[clang] [llvm] [LinkerWrapper] Handle AMDGPU Target-IDs correctly when linking (PR #78359)

via cfe-commits cfe-commits at lists.llvm.org
Tue Jan 16 14:29:09 PST 2024


llvmbot wrote:


<!--LLVM PR SUMMARY COMMENT-->

@llvm/pr-subscribers-backend-amdgpu

Author: Joseph Huber (jhuber6)

<details>
<summary>Changes</summary>

Summary:
The linker wrapper's job is to sort various embedded inputs into a list
of files that participate in a single link job.
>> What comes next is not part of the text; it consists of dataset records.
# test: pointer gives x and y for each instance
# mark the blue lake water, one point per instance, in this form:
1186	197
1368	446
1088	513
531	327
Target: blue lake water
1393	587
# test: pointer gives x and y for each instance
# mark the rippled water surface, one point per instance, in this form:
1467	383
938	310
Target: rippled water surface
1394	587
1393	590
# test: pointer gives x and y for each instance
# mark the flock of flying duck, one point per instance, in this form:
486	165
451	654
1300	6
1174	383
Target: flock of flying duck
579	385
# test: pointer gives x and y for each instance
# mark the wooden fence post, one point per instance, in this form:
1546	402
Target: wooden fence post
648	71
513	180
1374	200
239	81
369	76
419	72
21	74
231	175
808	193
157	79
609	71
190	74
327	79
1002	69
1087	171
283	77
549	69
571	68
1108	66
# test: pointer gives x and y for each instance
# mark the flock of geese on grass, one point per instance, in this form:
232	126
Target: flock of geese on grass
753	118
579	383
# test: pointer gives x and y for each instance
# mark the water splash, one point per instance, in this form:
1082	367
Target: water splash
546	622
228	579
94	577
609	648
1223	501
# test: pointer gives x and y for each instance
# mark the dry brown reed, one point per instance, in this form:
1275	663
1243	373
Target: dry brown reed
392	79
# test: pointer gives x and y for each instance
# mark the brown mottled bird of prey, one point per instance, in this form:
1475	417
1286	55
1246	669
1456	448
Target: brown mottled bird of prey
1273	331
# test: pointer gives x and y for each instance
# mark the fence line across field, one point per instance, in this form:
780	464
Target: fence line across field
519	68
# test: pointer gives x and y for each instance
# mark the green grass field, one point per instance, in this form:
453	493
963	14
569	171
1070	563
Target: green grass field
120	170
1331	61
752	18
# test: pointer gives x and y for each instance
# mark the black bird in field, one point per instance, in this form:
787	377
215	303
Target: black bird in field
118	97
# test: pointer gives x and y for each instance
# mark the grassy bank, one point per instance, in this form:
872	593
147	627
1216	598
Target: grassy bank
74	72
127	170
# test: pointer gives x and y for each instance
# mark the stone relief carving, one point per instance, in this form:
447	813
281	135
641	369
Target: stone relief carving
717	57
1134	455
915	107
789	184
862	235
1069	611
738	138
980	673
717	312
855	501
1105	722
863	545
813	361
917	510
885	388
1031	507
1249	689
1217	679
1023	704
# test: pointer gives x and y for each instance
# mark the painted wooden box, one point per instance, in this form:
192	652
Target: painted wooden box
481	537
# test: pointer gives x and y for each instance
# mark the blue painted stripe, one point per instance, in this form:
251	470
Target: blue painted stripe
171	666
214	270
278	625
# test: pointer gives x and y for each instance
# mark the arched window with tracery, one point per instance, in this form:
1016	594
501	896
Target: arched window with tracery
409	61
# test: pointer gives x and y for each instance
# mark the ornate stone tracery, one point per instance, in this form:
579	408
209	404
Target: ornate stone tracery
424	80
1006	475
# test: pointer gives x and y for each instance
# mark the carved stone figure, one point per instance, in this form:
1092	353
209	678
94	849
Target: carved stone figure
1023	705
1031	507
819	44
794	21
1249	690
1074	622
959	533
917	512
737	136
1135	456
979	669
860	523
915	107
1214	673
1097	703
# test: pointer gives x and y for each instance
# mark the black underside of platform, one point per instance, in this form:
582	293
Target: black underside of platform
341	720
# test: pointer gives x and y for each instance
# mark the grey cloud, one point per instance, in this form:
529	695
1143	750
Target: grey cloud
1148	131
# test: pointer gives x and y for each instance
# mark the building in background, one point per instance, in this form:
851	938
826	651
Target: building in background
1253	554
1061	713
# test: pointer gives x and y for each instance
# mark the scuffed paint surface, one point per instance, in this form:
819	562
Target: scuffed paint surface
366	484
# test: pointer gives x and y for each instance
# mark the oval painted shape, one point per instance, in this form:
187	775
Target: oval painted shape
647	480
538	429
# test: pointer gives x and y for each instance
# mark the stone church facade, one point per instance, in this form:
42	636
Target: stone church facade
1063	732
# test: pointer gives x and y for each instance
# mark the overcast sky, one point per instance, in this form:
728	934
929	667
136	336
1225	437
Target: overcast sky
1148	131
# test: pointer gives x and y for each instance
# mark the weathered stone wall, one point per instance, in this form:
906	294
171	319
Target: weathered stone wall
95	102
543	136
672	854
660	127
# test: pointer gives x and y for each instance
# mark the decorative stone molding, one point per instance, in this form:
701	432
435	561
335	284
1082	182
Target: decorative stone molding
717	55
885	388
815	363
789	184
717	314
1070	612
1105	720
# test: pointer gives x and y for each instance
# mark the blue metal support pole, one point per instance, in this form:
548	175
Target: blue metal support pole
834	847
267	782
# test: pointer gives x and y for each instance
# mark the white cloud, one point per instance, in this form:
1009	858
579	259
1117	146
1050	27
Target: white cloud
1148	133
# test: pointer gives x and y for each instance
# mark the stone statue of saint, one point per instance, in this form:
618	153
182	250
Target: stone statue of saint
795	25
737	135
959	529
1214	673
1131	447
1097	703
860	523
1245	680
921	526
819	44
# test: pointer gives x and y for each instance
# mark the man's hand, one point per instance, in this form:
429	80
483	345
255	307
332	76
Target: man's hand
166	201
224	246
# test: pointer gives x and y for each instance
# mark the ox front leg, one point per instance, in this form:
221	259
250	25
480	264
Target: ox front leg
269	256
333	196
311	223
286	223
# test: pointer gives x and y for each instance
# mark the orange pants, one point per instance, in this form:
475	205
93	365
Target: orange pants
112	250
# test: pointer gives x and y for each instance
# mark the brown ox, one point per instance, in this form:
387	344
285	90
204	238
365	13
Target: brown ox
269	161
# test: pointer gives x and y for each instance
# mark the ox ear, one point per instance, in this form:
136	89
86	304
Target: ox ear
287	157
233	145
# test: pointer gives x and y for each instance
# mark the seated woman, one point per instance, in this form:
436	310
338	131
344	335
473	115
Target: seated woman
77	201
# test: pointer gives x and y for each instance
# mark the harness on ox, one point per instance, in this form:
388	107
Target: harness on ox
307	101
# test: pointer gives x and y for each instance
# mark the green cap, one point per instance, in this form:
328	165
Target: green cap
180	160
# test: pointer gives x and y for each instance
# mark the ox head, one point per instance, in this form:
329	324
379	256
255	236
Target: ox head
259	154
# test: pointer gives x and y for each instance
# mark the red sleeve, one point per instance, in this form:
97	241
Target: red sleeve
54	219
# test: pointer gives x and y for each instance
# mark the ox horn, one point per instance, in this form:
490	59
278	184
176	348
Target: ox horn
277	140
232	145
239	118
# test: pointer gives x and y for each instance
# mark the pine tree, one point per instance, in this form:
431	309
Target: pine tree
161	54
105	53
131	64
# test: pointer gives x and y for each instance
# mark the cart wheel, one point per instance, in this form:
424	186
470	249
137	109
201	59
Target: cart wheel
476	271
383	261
So far, this has been
completely 1-to-1, that is, each input file participates in exactly one
link job. However, support for AMD's target-id requires that one input
file may participate in multiple link jobs. For example, if given a
`gfx90a` static library and a `gfx90a:xnack+` object file input, we
should link the gfx90a` target into the `gfx90a:xnack+` job. These are
considered separate CPUs that can be mutually linked more or less.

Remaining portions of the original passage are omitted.